Diachronic linguistics with distributional semantic models in R: G. Desagulier LADAL Webinars 2021

This talk was recorded on Sep. 30, 2021 as part of the LADAL Opening Webinar Series 2021.

LADAL Website: https://slcladal.github.io/index.html
LADAL Opening Webinar Series: https://slcladal.github.io/opening.html
LADAL on Twitter: @slcladal
Contact: slcladal@uq.edu.au


Computational linguistics offers promising tools for tracking language change in diachronic corpora. These tools exploit distributional semantic models, both old and new. DSMs tend to perform well at the level of lexical semantics but are more difficult to fine-tune when it comes to capturing grammatical meaning.

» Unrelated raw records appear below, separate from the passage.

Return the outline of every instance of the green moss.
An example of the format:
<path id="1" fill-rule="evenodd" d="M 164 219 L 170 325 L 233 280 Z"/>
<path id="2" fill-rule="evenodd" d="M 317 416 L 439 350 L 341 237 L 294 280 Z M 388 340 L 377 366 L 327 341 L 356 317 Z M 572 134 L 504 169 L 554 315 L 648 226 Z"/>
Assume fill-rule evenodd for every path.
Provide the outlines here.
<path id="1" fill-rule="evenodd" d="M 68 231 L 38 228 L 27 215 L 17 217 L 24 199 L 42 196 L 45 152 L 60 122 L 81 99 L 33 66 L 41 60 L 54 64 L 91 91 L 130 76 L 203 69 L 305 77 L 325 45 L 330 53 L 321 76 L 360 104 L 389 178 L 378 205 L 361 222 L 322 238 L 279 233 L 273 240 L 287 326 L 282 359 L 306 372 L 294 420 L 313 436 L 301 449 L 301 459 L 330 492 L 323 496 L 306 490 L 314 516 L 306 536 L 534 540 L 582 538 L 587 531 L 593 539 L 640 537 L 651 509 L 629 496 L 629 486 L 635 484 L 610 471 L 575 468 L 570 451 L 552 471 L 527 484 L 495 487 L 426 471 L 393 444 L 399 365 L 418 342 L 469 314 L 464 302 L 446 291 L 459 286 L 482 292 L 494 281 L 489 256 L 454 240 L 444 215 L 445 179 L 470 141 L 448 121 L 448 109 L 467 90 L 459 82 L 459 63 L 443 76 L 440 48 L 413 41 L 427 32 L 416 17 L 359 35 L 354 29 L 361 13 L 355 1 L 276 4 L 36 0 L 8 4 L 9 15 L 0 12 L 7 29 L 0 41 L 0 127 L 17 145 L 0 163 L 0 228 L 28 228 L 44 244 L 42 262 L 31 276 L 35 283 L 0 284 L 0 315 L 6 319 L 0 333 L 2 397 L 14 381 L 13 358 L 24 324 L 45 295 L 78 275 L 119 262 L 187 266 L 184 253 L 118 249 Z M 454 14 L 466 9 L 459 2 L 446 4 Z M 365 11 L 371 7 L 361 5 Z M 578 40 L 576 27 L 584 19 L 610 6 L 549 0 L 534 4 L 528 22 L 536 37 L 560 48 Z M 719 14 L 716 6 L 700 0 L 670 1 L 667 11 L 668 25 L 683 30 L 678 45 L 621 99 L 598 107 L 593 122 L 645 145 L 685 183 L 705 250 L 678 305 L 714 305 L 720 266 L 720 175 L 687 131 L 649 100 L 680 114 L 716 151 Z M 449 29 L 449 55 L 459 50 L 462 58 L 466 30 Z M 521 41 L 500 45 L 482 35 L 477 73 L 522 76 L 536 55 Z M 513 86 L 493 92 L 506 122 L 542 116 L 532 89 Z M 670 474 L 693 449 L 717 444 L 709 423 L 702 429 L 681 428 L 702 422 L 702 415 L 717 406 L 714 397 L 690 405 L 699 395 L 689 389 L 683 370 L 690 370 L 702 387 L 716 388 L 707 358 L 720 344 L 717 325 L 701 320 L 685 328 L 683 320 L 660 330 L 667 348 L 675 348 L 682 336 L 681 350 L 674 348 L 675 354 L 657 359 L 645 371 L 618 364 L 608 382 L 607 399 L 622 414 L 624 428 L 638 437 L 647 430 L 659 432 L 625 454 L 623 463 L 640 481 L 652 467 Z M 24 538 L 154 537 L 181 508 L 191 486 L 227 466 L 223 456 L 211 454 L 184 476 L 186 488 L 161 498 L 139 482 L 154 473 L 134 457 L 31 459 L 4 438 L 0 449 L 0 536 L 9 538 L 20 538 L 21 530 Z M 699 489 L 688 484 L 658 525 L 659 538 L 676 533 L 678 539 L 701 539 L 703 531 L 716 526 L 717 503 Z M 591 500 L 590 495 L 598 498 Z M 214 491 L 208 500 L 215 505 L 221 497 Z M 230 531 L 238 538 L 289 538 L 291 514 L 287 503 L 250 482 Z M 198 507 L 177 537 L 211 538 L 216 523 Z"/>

I present ways in which the above can be improved. I start from well-trodden methodological paths implemented in diachronic construction grammar: changes in the collocational patterns of a linguistic unit reflect changes in meaning/function; distributional word representations can be supplemented with frequency-based methods. I move on to show that when meaning is apprehended with predictive models (e.g. word2vec), one can trace semantic shifts with greater explanatory power than with count models. Although this idea may sound outdated from the perspective of NLP, it actually goes great ways from the viewpoint of theory-informed corpus linguistics.

I illustrate the above with several case studies, one of which involves complex locative prepositions in the Corpus of Historical American English. I conclude my talk by defending the idea that NLP, with its focus on computational efficiency, and corpus-linguistics, with its focus on tools that maximize data inspection, have much to gain from getting closer.